Let’s take
the case of optimizing a public transport network. The decision variables are,
for instance, the frequencies of the lines (or the daily schedule of the buses,
trains or tramways). If you find a model which is a good approximation of the
system and can be efficiently tackled by an optimization procedure, you have
your solution. However, you may require simulating the system for obtaining a
good evaluation. For instance, simulation could help to determine the demand of
each modes of transport (from a model of users’ behavior). In this case, the
optimization procedure has to exploit a simplified model of the system to be
efficient.
A potential
way to combine simulation and optimization is given in the above figure. Note
that this is not the only way to combine simulation and optimization. In this
approach, the simulation works on a “complete” model of the system (the
simulation model), and the optimization uses a simplified or partial model of
the system (the optimization model).
In this
configuration, the optimization procedure uses a set of parameters that
approximates the system for a given solution (instance of decision variables
that has been used by the simulation). These parameters may be a good
approximation to evaluate the solutions that are close to the simulated
solution, but new simulations are necessary to evaluate solutions that are
significantly different to the simulated one. For instance, in our hypothetical
case study, the simulation may determine the modal-choice for given frequencies
of the lines. These fixed parameters of the modal-choice may remain a good
approximation for small modifications of the frequencies. However, a new
simulation is necessary to evaluate a solution with completely different
frequencies of the lines, because these differences impact the modal-choice. In this
combination of simulation and optimization, the simulation and optimization steps
have to be repeated until a satisfactory solution based on a good approximation
of the system is found.
A final
word on agent approach for developing such a system. What are the interests of
an agent approach in this context? Of course, parallel computation will be
facilitated by agent approach, and if simulation or optimization procedures
have been conceived as multiagent systems, an agent approach at a higher level
may be valuable for a consistency in development tools. But another aspect, the
“autonomy” of agents, deserves to be pointed out. I do not refer
to the autonomy that may characterize intelligent agents, but rather the
modularity (independence) of the system’s components.
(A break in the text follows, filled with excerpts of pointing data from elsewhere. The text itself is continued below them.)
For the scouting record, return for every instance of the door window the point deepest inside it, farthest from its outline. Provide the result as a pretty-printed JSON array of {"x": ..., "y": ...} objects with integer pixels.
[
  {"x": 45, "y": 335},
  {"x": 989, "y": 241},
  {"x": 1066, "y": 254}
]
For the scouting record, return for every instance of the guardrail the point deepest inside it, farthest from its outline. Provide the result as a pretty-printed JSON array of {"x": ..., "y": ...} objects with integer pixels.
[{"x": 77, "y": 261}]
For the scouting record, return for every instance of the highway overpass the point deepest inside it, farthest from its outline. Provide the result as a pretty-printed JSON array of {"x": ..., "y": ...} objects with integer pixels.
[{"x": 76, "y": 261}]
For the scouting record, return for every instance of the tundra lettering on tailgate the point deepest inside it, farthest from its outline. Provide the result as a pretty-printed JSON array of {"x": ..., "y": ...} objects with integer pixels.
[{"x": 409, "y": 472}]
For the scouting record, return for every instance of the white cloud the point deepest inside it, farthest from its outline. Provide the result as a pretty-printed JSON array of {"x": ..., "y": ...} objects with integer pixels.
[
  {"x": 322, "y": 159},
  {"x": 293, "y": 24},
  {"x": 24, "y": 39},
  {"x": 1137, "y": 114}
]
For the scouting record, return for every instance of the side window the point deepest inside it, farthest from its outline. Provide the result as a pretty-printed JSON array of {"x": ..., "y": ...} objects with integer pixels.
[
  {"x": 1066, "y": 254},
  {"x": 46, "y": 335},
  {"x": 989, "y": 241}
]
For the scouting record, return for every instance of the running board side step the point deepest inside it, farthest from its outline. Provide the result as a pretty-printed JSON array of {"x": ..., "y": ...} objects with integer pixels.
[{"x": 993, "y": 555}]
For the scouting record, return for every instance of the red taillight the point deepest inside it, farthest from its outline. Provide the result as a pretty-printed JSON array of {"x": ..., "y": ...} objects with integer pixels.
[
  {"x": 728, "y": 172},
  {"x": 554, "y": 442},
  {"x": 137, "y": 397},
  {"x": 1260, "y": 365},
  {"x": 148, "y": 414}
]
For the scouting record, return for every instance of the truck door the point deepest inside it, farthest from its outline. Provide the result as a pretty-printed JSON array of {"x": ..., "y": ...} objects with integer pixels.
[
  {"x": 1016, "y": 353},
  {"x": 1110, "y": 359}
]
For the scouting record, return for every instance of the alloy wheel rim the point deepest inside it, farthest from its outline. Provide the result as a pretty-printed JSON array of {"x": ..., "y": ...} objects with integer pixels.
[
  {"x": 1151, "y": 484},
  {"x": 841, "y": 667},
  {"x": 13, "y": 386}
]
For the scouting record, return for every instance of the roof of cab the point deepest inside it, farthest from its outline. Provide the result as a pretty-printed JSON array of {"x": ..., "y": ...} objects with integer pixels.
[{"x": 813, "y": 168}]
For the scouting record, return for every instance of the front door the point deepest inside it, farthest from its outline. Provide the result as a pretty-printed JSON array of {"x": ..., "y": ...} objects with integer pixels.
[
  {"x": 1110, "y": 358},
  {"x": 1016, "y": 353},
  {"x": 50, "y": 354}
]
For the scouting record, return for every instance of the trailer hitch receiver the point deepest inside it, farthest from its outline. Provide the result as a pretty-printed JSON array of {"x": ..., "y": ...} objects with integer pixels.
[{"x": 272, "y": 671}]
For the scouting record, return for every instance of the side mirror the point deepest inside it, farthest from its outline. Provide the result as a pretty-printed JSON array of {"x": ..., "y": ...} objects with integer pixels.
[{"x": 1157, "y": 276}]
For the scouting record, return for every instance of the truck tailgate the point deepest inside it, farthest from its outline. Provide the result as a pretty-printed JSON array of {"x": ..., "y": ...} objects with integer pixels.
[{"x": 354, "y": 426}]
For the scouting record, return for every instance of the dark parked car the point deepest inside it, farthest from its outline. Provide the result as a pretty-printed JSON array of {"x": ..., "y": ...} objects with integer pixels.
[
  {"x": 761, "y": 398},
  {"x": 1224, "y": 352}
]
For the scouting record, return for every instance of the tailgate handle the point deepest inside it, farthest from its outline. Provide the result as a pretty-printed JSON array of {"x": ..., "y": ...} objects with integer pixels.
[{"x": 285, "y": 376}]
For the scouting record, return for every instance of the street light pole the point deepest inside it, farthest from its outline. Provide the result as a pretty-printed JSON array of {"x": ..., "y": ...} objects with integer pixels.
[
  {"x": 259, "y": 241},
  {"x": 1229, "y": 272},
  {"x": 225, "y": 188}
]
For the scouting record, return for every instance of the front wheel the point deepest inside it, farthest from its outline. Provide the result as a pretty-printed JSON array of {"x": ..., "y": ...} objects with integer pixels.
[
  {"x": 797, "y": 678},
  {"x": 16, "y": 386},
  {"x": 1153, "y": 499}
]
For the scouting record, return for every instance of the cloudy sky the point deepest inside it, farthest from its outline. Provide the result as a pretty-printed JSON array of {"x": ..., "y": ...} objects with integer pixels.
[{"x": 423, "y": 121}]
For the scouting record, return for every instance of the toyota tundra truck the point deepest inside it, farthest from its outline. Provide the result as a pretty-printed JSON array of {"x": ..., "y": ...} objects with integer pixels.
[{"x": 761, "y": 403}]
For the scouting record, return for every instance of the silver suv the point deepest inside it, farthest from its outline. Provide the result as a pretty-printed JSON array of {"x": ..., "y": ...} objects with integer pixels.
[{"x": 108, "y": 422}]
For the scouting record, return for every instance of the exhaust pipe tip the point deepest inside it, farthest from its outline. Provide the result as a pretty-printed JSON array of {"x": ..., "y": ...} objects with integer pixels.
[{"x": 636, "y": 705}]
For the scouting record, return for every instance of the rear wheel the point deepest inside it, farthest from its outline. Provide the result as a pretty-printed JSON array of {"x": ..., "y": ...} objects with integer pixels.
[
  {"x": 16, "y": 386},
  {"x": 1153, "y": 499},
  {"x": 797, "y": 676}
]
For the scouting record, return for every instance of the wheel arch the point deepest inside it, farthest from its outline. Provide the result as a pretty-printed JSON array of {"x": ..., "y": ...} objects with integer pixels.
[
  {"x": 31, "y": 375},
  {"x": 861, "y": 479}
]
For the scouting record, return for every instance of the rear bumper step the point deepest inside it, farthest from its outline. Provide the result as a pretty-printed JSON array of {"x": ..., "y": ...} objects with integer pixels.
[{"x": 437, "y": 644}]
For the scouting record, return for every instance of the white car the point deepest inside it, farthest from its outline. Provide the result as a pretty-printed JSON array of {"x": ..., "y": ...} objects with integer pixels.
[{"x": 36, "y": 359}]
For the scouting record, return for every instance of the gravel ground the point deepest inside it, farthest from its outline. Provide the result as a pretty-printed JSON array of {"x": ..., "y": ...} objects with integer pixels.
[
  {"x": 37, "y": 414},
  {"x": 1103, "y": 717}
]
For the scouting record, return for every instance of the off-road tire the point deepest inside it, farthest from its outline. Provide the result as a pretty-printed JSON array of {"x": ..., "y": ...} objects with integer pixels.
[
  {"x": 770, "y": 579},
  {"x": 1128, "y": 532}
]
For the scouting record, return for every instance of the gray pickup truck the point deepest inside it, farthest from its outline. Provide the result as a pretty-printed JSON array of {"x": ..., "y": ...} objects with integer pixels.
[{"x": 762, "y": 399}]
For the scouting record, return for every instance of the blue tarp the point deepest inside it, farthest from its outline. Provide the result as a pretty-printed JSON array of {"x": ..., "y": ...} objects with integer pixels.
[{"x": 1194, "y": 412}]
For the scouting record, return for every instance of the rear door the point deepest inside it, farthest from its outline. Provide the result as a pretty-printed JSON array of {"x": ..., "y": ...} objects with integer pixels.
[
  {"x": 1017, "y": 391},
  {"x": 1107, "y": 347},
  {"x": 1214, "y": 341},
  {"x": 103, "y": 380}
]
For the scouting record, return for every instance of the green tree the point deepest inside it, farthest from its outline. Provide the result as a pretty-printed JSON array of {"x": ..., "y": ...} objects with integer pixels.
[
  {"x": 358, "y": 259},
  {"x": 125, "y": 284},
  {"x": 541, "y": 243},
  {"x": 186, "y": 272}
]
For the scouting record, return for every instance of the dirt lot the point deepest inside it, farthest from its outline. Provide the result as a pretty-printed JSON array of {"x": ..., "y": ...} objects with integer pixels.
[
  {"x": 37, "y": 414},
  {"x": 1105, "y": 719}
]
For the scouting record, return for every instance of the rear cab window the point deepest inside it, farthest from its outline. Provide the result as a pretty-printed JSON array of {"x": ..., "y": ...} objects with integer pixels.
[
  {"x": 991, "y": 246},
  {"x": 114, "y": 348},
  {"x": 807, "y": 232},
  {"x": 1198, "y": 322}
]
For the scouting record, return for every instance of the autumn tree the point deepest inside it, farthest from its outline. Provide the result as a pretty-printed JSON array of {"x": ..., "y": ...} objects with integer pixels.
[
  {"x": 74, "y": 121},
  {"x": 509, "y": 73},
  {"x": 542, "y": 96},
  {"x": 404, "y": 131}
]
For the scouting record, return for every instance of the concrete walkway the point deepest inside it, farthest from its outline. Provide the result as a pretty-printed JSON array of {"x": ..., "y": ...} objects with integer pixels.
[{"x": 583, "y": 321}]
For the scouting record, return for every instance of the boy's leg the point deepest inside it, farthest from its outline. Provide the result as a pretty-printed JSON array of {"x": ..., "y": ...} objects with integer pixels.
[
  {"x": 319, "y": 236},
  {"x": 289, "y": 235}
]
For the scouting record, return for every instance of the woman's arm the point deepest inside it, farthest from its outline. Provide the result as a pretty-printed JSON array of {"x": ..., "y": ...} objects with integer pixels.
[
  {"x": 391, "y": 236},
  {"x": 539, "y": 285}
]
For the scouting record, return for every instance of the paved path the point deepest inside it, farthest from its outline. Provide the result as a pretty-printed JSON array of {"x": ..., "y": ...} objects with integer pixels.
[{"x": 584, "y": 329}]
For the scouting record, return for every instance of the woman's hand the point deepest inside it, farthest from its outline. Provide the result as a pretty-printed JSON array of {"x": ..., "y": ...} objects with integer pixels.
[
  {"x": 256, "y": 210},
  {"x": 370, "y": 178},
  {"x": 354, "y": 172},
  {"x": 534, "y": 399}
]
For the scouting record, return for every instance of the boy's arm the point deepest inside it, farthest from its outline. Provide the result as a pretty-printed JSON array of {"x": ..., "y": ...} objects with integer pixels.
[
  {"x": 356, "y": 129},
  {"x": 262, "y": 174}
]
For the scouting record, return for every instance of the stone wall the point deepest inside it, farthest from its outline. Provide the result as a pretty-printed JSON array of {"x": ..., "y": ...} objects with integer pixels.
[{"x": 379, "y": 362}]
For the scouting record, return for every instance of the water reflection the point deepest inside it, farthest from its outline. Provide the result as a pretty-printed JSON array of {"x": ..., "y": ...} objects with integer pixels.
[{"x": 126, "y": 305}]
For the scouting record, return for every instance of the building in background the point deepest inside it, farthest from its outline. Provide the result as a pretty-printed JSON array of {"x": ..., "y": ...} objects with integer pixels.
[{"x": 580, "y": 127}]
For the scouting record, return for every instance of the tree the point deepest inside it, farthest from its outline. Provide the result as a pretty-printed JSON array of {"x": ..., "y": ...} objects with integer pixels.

Agent oriented approach can
support this modularity which is essential for developing such a complex
combination between simulation and optimization. Conceiving
such a system using a multiagent approach may support: the design and
implementation of the interfaces between the agents (here the simulation and
the optimization components) with a clear definition of roles, capacities, and
interactions of agents; the management of asynchronous communications between
the agents; and the integration of additional agents such as interface agent
and data sources. As I said at the beginning, there are many perspectives.